An improvement on a theorem of Ben Martin

Amnon Neeman

Abstract.
Let $\pi$ be the fundamental group of a Riemann surface of
genus $g \ge 2$. The group $\pi$ has a well known presentation,
as the quotient of a free group on generators $\{a_1,a_2,\dots,
a_g,b_1,b_2,\dots,b_g\}$ by the one relation
\[ [a_1,b_1][a_2,b_2]\dots[a_g,b_g] = 1. \]
This gives two inclusions $F \hookrightarrow \pi$, where $F$ is
the free group on $n$ generators; we could map the generators
to the $a$'s or to the $b$'s. Call the images of these 
inclusions $F_1 \subset \pi$ and $F_2 \subset \pi$.

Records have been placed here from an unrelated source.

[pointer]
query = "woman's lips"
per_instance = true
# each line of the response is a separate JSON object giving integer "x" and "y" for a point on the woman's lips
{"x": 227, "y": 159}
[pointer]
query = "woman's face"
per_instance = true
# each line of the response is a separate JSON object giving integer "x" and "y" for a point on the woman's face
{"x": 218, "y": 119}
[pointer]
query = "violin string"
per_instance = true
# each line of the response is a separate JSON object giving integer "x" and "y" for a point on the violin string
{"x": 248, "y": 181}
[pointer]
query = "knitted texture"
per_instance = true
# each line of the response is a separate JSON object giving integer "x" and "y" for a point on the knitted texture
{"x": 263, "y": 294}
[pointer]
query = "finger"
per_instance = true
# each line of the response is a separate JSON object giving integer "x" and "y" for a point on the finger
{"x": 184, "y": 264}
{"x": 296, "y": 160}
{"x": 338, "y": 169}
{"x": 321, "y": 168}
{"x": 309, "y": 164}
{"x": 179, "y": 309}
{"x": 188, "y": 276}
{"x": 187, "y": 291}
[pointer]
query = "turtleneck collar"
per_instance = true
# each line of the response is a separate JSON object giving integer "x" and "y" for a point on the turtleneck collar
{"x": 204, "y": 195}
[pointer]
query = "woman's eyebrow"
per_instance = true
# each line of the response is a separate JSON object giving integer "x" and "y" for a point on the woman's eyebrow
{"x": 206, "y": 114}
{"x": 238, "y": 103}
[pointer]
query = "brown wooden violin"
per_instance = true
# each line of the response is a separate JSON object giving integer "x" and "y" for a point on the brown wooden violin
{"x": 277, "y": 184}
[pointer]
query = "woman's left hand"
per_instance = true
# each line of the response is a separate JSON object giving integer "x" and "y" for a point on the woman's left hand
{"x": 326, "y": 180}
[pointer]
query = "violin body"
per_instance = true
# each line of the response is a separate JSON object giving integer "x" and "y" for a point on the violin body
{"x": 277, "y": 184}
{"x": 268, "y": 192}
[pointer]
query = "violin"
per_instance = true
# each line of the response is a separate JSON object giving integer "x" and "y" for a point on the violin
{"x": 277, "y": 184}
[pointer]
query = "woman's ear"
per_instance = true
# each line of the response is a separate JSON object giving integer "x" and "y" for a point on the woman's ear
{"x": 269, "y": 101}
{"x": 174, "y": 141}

Given a connected, reductive group $G$ over an algebraically
closed field of characteristic $0$, any representation $\pi 
\rightarrow G$ restricts to two representations $f_1: F_1
\rightarrow G$ and $f_2: F_2 \rightarrow G$. We prove that
on a Zariski open, dense subset of the space of pairs of
representations $\{f_1,f_2\}$, there exists a representation
$f: \pi \rightarrow G$ lifting them, up to (separate) 
conjugacy of $f_1$ and $f_2$. 

Ben Martin proved this theorem, with the hypothesis that the
semisimple rank of $G$ is $> g$. We remove the hypothesis.